I used to own a Polaris Ranger before I sold it to my son. I had a cheap winch bolted under the steel roof overhang. I carried a piece of plywood the same size of the bed to use as a ramp. With the bed in dump position and the tailgate open is was easy to winch a deer or a big hog into the bed. I have a CanAm now with a plastic roof, but I’m cogitating on how to mount a winch. I want to take my time and do it once, so I haven’t done it yet.
I use a sled and just back up to a cut into the hillside along the road. Drop the gate and slide it right in.
Or tie off a pulley in the front of the bed, tie one end to a tree behind you and drive forward until the sled is aboard.
Sounds easy enough, I just pick it up with the loader on my tractor, then drive to the barn why bother with a truck...........That's why I bought my property.

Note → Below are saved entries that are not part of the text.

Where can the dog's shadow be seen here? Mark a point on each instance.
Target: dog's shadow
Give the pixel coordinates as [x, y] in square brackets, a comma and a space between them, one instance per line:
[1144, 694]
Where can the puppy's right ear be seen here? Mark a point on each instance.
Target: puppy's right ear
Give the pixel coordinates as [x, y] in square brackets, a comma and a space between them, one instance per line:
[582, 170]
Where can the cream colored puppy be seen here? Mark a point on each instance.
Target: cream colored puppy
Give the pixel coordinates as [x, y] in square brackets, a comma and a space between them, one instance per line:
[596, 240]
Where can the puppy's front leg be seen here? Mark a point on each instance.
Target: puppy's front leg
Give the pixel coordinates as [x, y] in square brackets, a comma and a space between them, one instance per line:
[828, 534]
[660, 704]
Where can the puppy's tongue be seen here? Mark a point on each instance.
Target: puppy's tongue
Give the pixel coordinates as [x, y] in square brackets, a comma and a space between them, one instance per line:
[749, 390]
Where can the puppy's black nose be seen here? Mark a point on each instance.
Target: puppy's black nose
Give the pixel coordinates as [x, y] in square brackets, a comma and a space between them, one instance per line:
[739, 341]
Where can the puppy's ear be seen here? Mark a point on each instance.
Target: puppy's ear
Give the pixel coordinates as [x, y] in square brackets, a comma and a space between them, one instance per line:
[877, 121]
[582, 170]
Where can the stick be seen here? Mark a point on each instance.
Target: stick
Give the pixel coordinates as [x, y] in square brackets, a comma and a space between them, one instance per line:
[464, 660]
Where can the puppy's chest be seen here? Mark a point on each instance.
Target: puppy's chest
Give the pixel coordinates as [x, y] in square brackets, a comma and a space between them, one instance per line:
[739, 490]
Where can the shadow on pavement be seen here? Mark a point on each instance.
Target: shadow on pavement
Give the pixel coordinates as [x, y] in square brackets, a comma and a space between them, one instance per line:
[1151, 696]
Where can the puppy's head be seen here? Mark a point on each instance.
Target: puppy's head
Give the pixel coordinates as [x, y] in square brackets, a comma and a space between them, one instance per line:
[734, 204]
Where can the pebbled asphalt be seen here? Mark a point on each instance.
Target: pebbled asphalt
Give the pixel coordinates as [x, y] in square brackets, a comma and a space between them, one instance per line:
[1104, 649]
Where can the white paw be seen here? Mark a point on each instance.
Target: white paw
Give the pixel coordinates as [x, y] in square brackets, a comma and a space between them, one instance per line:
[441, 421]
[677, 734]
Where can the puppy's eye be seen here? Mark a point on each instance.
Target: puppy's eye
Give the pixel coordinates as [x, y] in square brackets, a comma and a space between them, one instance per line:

I call a friend. I can still pull a 200lb deer into my truck by myself, but I’m almost forty and I gotta feeling that ambition is gonna end
Before Missouri came out of the Ice Age whereas you had to remove a deer whole, I used a Hitch Haul since I have always had shells on my trucks. Now that hey allow us to break down the animal, I do as I do out West... quartered and on a back pack.
Cnelk.....just make sure and use a Rage, so you don’t break out the rear window with a pass through;-)
Used to tie a rope to the head, pull up until I could grab the antlers or ears and then pull aboard. I think those days are about gone.